We recruited 1,052 individuals—representative of the U.S. population across age, gender, race, region, education, and political ideology—to participate in two-hour qualitative interviews. These in-depth interviews, which included both pre-specified questions and adaptive follow-up questions, are a foundational social science method that has been successfully used by researchers to predict life outcomes beyond what could be learned from traditional surveys and demographic instruments. We also developed an AI interviewer to ask participants the questions based on a semi-structured interview protocol from the American Voices Project—which ranged from life stories to people’s views on current social issues.

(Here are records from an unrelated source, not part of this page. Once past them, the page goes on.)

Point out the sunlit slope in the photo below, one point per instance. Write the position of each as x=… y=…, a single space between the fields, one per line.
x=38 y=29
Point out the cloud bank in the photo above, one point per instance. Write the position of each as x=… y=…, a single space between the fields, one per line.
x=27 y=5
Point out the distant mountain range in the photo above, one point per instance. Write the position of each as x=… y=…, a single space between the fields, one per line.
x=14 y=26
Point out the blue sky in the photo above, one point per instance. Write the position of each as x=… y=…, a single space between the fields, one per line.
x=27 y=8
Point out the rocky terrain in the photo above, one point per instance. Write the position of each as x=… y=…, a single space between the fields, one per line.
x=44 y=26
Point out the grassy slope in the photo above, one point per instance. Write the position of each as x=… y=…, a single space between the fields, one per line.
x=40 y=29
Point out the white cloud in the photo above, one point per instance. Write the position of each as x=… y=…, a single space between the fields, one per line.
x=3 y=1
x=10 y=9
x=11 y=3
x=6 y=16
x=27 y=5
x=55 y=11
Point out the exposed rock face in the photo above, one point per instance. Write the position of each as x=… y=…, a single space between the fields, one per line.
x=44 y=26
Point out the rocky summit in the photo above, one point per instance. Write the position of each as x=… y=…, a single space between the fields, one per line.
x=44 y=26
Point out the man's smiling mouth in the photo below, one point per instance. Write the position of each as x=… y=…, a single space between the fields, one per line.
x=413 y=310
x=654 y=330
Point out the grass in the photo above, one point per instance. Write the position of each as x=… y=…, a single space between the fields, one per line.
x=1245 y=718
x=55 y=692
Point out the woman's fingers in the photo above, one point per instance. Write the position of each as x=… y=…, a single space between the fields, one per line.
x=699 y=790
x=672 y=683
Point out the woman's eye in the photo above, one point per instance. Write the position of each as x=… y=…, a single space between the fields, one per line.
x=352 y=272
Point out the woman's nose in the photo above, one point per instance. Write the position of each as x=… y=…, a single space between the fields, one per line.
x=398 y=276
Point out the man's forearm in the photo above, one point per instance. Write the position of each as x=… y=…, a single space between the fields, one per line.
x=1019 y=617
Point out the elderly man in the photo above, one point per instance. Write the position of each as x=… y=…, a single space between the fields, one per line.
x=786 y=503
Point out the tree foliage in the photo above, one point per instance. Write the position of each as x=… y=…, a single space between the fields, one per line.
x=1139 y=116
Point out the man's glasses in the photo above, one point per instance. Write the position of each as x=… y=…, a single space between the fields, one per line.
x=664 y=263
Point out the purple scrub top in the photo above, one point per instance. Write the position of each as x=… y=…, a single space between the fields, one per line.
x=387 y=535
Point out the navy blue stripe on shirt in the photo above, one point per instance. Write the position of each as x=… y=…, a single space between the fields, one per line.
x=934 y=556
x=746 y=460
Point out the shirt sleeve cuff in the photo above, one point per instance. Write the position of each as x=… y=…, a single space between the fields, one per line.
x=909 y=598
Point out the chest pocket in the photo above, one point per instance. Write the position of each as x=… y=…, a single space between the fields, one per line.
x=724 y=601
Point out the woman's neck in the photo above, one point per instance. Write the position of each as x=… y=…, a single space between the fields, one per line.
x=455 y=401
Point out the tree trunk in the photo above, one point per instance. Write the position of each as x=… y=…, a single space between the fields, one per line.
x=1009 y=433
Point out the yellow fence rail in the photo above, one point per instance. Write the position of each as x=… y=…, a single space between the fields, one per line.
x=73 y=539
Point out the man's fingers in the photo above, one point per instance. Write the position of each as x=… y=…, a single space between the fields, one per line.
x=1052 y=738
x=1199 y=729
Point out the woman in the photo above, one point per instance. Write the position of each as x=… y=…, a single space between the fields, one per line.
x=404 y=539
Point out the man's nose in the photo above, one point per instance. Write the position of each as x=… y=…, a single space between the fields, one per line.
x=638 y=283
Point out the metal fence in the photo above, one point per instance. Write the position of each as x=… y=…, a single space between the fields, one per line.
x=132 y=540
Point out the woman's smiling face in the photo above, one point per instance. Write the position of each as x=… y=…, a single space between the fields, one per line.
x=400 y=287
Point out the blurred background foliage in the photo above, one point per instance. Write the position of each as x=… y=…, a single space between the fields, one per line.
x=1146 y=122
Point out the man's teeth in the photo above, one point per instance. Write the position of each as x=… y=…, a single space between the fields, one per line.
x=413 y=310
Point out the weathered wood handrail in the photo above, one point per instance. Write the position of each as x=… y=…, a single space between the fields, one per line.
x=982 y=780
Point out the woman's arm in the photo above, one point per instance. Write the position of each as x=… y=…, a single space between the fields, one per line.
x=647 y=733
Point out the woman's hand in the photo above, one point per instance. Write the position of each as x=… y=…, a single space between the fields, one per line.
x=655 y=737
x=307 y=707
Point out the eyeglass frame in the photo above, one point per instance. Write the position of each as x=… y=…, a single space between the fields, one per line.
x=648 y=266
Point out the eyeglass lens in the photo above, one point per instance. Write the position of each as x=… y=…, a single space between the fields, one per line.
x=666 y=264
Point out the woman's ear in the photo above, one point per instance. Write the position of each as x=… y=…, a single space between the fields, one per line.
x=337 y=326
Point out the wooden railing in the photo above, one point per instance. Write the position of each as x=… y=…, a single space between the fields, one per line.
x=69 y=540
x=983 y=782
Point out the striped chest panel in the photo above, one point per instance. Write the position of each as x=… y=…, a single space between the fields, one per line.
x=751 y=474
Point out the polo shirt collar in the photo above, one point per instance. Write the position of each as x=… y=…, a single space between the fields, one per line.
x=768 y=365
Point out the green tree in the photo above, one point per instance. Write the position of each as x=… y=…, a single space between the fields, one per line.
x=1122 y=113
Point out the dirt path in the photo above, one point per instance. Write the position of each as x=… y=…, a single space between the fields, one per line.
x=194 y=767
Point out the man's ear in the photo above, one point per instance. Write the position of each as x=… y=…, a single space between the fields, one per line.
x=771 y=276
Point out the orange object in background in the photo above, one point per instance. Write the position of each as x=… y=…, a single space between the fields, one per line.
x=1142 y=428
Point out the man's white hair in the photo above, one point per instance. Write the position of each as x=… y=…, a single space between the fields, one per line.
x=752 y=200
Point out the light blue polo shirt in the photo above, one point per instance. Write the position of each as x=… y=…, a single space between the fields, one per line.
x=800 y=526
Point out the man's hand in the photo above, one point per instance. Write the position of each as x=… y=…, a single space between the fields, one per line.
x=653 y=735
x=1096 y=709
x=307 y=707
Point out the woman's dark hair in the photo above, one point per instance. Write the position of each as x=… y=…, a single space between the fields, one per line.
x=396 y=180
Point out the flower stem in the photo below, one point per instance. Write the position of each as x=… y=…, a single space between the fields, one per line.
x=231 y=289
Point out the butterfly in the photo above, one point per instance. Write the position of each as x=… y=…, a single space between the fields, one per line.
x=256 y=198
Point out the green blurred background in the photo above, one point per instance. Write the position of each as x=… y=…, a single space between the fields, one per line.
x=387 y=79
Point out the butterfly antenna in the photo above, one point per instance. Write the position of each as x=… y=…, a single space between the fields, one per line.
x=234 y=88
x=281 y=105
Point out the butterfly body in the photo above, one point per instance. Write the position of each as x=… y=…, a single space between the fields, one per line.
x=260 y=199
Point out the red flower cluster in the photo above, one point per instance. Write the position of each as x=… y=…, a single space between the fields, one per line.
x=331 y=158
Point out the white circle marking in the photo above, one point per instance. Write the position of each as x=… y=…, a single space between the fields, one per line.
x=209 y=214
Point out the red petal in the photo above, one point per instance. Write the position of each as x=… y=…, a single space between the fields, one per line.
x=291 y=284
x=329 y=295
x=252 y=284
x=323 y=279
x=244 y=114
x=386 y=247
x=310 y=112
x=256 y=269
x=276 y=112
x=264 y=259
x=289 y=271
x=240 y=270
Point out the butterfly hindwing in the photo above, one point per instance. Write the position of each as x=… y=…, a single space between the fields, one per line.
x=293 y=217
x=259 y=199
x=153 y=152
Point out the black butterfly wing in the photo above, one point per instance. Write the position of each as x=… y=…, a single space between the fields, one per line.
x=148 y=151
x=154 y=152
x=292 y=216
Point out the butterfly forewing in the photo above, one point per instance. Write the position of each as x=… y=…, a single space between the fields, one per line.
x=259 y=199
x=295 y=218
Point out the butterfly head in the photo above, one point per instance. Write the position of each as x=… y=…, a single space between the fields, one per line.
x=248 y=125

Then, we built the generative agents based on participants’ full interview transcripts and an LLM. When a generative agent was queried, the full transcript was injected into the model prompt, which instructed the model to imitate the relevant individual when responding to questions, including forced-choice prompts, surveys, and multi-stage interactional settings.
Once the generative agents were in place, we evaluated them on their ability to predict participants’ responses to common social science surveys and experiments, which the participants completed after their in-depth interviews. We tested on the core module of the General Social Survey (widely used to assess survey respondents’ demographic backgrounds, behaviors, attitudes, and beliefs); the 44-item Big Five Inventory (designed to assess an individual’s personality); five well-known behavioral economic games (the dictator game, first and second player trust games, public goods game, and prisoner’s dilemma); and five social science experiments with control and treatment conditions. For the General Social Survey (which has categorical responses), we measured accuracy and correlation based on whether the agent selects the same survey response as the person. For the Big Five Inventory and the economic games (which have continuous responses), we assessed accuracy and correlation using mean absolute error.